Namun, pada akhirnya Jiya juga tidak bisa berlama - lama bohong pada sahabatnya itu. Ia tahu, Gissele pendengar yang baik. Gadis itu bahkan sering memberikan solusi atas masalah yang ia hadapi.

"Iya, ini karena Na Jaemin."

"Sudah 5 bulan dia tidak mengabariku sama sekali, ah - sepertinya lebih dari 5 bulan."

"Aku tidak tahan, aku penasaran."

"Aku ingin tahu, mungkinkah dia sudah mendapat yang lebih baik daripada aku."

Jiya bahkan tidak meneteskan air mata sama sekali selaras dengan apa yang ia ucapkan.

Gadis berdarah Korea Jepang yang merupakan sahabatnya tersebut menggeleng. "Tidak, jangan overthinking seperti itu Kim Jiya, kumohon...." lirih Gissele tidak mau sahabatnya itu menyesal jika mengambil tindakan yang salah.

"Apa yang harus kupertahankan?
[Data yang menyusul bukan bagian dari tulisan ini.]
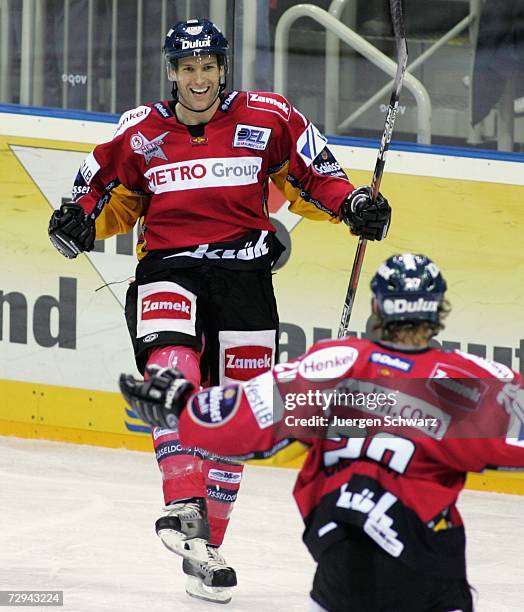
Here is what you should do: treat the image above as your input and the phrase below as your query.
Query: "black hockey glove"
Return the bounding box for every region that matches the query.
[119,366,194,429]
[342,187,391,240]
[48,203,95,259]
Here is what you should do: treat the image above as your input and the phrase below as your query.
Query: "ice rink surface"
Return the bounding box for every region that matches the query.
[0,437,524,612]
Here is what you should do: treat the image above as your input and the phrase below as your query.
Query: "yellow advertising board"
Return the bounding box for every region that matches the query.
[0,119,524,492]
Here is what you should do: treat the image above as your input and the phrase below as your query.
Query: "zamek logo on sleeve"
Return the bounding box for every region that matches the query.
[224,346,273,380]
[247,91,291,121]
[144,157,262,193]
[142,291,191,321]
Penantianku yang sia-sia? Kau juga tahu kan, banyak gadis Amerika yang cantik, seksi dan menarik. Itu jauh lebih pantas untuk Jaemin. Sedangkan aku?"

Gissele hendak menghentikan langkah sahabatnya yang sedang dalam mood kurang baik itu, namun pergerakannya terhenti membiarkan gadis itu berjalan menuju kamarnya.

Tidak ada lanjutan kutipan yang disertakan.